Rest in Peace, Mose.
A reprint from 2013.
Mose Allison was born in Tippo, MS. You can hear it in his voice, but how did he get so hip? It must have been the city. He moved to New York in 1958 and played and toured for 65 years. The joke has always been that he’s played everywhere. Greg Brown once sang, As I set up, I am proud to be here, Because once last November, Mose Allison played here. In Minneapolis alone, I think I must have seen him at four or five different venues, from the Guthrie Theater to that happy-hour dive in the basement on Hennepin Avenue. 65 years! Bob, you still have a ways to go.
Everybody Cryin’ Mercy
His mustache and early gray hair always marked him as a dapper guy who most likely drove an MG and knew about abstract art. He probably did, but it didn’t seem to match that southern drawl. In my early years of listening to him, I don’t think I understood who or what he was. So many assumptions. What was true was that he was a southern gentleman, who played constantly and unlike anyone else. And what about that voice? Who could be hipper or more aware of the weird moments and strange relationships that are everywhere, if you were awake to them? His piano style is a combination of down home funk and sophistication that provides a foundation fluid enough for his unmatched lyrics.
Ask Me Nice
Those lyrics go to the heart of the philosophical matter and speak the truth with unique wit and social criticism. Any lyrics to the songs that he played, but didn’t write, effortlessly became all his. No one could deliver them like he could – Drinkin’ and gamblin/ stayin’ out all night/ I’m just livin’ in a fool’s paradise. Or, Ain’t got no Basie with Lester/ I ain’t got nothing but the blues.

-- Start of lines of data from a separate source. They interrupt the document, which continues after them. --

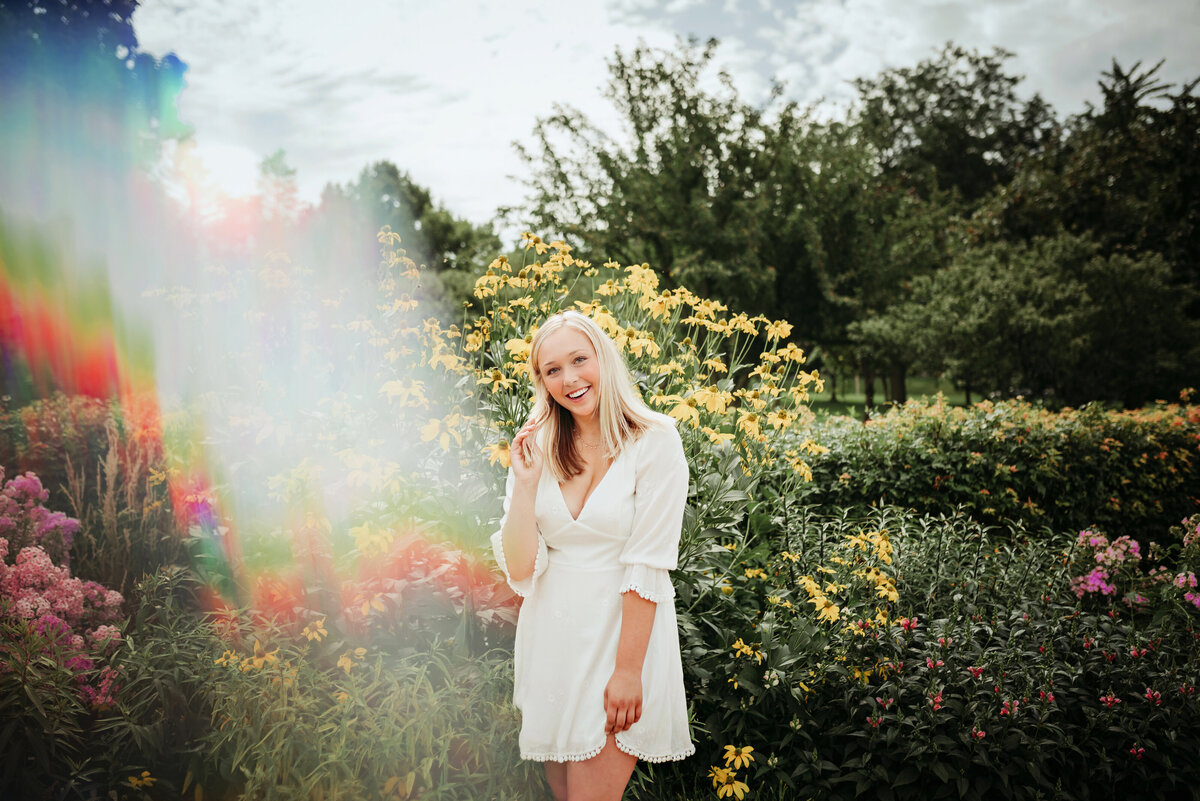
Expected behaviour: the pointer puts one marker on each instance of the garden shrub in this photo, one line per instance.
(1127, 473)
(923, 656)
(57, 637)
(105, 463)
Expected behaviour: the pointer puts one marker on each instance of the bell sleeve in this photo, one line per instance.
(660, 494)
(525, 586)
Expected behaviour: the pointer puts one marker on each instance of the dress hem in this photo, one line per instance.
(657, 597)
(546, 757)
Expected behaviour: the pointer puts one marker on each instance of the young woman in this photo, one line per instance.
(593, 511)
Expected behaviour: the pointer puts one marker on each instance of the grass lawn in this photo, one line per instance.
(852, 403)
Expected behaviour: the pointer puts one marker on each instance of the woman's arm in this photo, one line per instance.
(520, 533)
(623, 694)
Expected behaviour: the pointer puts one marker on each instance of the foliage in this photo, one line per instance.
(1051, 318)
(953, 121)
(55, 638)
(105, 462)
(1128, 473)
(341, 228)
(1125, 173)
(982, 676)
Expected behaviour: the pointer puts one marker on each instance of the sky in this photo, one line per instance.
(444, 89)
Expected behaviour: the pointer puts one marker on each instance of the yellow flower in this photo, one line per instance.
(715, 401)
(780, 419)
(715, 437)
(369, 603)
(748, 421)
(685, 410)
(707, 308)
(262, 656)
(411, 393)
(735, 788)
(346, 662)
(372, 541)
(826, 608)
(499, 452)
(802, 467)
(744, 324)
(443, 429)
(474, 341)
(144, 780)
(738, 757)
(519, 348)
(402, 303)
(316, 631)
(449, 362)
(742, 649)
(497, 379)
(779, 330)
(642, 278)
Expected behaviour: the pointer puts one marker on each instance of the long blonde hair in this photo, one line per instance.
(623, 414)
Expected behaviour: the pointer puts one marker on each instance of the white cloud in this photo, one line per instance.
(443, 89)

And what about his lyrics?
I don’t worry ‘bout a thing/ ‘cause I know nothin’s gonna to be all right. Your mind is on vacation and your mouth is working overtime. If you’re going to the city/ you better have some cash. One of these days, you know/ I’ve got to go back home/
I’m gonna sit out on my front porch/ and compose a poem. If you live/ your time will come . And –
I’m back on the corner/I’m right back on the corner/I’ve been in this condition so many times before. I don’t have no trouble livin’/It’s just dyin’ that bothers me. You’re uptight/ It ain’t right/ Well, tell me something that I don’t know.
I’m sitting over here on Parchman farm/ Ain’t never done no man no harm.
Stop this game, deal me out/I know too well what it’s all about/I know too well that it had to be/ Stop this game, you know it’s ruining me.
Your molecular structure, baby, ooowie!!!